Tuesday, 21 June 2016

The elder

I dedicate this post to my grandaunt, who has looked after us, scolded us, loved us, and spoilt us with sugary treats.

Some of you may remember that I had originally planned to leave for Australia at the end of March. With my bad health and later, news that she was also not well, I decided to extend my stay in India till June.

Seeing her deteriorate in the hospital in May - one of my hardest experiences. When I had to leave, I made a difficult choice supported by my entire family. But every step I take onwards will be in her memory.

Who was she?....

I recently visited my grandaunt's apartment in Surat. As I walked up the steep steps, all my memories flooded back - of my childhood, sitting on tiny stools in the kitchen to eat, playing on the rocking horse in the adjoining room, looking out onto the streets whenever we'd hear music from a wedding party go by, running upstairs to a neighbour's to catch a few minutes of TV.

As I sat there listening to her about how much pain her legs were in and how lonely she had become, I thought back to how she would command our respect.

Don't nod your head; say yes. Clean the room. I learned how to tuck in my bedsheets from her, you know.... Even now, in her ripe age, she still scolded us about how we must learn to cook, take care of our elders, and save money instead of spending it foolishly. Oh, and take sweets from the cupboard whenever you want, ok?

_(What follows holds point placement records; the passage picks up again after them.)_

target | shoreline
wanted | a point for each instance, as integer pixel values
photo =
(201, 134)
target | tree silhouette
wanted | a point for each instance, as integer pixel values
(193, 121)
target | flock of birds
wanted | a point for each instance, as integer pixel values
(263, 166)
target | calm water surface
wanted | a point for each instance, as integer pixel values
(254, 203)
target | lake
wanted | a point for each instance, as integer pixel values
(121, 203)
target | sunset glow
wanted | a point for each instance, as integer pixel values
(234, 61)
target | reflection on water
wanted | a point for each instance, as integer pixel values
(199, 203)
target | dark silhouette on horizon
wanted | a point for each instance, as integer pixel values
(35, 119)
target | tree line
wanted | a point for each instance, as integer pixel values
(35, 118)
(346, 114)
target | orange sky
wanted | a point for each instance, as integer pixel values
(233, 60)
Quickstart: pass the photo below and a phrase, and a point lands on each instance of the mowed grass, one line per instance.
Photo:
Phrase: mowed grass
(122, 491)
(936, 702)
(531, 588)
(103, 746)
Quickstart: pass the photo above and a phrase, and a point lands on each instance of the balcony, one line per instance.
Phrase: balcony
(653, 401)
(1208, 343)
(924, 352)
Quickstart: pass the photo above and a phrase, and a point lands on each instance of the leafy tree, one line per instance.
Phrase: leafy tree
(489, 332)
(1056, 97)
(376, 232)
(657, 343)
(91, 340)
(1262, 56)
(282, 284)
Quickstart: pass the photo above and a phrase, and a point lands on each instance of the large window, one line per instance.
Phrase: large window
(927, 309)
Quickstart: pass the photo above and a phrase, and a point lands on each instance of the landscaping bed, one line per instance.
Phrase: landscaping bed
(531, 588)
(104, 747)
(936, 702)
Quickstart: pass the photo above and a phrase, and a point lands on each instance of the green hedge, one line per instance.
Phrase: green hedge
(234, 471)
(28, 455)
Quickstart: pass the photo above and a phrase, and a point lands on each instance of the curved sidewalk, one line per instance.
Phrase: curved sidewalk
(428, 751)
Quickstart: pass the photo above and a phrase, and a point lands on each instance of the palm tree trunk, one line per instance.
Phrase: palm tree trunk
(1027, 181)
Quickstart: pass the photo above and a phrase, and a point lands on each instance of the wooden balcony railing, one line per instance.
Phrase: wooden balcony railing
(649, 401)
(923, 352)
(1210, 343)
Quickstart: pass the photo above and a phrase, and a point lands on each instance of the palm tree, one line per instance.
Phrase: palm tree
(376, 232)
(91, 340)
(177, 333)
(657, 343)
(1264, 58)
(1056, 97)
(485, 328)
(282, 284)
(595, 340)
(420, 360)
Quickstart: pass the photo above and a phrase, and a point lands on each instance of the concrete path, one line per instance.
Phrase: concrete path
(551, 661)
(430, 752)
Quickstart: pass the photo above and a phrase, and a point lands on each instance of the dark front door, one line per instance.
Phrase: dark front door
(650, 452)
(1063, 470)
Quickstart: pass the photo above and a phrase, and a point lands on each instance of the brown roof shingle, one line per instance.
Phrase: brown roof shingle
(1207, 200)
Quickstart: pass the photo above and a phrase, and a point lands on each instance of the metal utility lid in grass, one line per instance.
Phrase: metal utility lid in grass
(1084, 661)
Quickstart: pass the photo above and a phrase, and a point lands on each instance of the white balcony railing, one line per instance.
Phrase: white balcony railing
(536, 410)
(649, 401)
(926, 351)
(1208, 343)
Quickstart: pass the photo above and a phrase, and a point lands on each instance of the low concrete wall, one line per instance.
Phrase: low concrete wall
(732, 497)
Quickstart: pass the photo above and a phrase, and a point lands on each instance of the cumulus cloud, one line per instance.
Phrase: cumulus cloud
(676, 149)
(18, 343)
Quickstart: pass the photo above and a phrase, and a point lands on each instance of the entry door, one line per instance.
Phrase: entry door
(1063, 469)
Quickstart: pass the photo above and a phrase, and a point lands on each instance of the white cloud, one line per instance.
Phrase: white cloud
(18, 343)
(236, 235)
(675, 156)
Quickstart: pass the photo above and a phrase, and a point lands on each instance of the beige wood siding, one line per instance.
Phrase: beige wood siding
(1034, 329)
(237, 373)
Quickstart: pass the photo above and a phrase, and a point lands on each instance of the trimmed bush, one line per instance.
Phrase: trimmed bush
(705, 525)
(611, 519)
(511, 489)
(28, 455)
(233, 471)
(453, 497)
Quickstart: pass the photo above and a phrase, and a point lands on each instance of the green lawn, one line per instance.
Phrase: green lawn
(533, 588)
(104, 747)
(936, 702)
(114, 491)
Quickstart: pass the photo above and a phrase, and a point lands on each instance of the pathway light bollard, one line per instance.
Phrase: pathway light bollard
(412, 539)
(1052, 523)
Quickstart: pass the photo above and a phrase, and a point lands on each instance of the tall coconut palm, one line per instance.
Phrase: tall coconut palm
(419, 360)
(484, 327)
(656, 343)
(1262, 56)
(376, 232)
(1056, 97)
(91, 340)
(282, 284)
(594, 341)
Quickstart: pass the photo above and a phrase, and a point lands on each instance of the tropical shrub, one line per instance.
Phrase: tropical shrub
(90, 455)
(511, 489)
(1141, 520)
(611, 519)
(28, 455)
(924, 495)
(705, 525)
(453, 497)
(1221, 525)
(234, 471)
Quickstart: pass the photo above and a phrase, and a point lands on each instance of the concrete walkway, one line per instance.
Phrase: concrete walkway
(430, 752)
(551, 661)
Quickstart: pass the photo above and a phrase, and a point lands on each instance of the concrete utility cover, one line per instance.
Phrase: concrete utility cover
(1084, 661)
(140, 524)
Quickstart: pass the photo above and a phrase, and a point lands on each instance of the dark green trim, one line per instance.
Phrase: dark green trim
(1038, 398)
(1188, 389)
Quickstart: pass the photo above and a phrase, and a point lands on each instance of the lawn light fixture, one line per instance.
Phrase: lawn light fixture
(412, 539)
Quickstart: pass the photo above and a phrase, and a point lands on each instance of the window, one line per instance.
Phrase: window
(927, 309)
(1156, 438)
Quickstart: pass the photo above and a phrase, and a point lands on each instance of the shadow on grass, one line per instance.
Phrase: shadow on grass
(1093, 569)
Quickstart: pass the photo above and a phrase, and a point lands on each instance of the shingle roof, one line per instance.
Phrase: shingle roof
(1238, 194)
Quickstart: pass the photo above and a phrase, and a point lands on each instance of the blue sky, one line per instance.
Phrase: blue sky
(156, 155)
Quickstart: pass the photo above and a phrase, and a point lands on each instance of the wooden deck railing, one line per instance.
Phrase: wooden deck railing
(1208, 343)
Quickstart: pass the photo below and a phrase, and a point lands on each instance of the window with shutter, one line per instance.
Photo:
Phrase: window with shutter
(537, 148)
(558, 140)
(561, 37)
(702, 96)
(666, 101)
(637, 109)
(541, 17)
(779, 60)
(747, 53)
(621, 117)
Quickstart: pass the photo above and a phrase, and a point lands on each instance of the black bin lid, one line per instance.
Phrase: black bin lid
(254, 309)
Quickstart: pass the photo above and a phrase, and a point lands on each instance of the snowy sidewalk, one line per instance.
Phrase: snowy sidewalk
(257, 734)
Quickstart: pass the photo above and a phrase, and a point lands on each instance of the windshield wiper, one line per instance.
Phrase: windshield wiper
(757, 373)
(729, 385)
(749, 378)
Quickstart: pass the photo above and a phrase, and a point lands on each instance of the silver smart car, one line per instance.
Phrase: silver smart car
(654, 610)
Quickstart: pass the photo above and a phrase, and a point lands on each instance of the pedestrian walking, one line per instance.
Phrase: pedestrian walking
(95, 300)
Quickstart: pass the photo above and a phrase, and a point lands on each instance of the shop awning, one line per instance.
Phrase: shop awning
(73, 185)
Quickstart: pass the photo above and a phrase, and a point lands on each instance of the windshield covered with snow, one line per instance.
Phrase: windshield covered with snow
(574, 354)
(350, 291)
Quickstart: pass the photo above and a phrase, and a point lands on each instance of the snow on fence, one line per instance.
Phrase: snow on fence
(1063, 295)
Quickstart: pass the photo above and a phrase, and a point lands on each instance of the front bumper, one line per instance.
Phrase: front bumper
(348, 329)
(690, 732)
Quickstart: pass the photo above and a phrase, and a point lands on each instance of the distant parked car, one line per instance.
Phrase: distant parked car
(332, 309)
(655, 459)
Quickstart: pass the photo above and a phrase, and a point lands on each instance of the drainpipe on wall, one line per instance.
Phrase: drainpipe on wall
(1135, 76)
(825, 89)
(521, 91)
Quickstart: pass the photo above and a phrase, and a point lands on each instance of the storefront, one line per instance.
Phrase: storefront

Growing up, she would stand at the door waiting for my grandmother, then in her teens, to come home from school. When it was time for her to get married, she took care of her ill mother financially and physically. She took care of the house, meticulously noting down the household expenses. Soon, she was balancing her work and household life on her own, after my great grandmother expired.

But my grandmother would visit her often. And she would also travel down south to visit my uncles and aunts.

As she entered retirement, she gave up the world of work, but her personality and convictions remained the same. Respect for elders, a clean house, hard work, and meticulous bookkeeping.

But, she grew to feel that she would have benefited from the presence of a male in the household, someone to take care of duties she no longer had the physical ability to do on her own.

I will still remember her though as the family's strong voice, one with the ability to be strict till we cried, and loving too.

As she passed away today, our family is in mourning and we remember her, strong, stubborn, and loving. A champion for some of us in our hardest times.

After all, she was the first person in my family to know and support my dream of travelling the world for a year.

Even if we try we will be unable to meet her level of self-sacrifice. We love you.


  1. Sorry about your loss Asma

  2. My condolences to you and your family.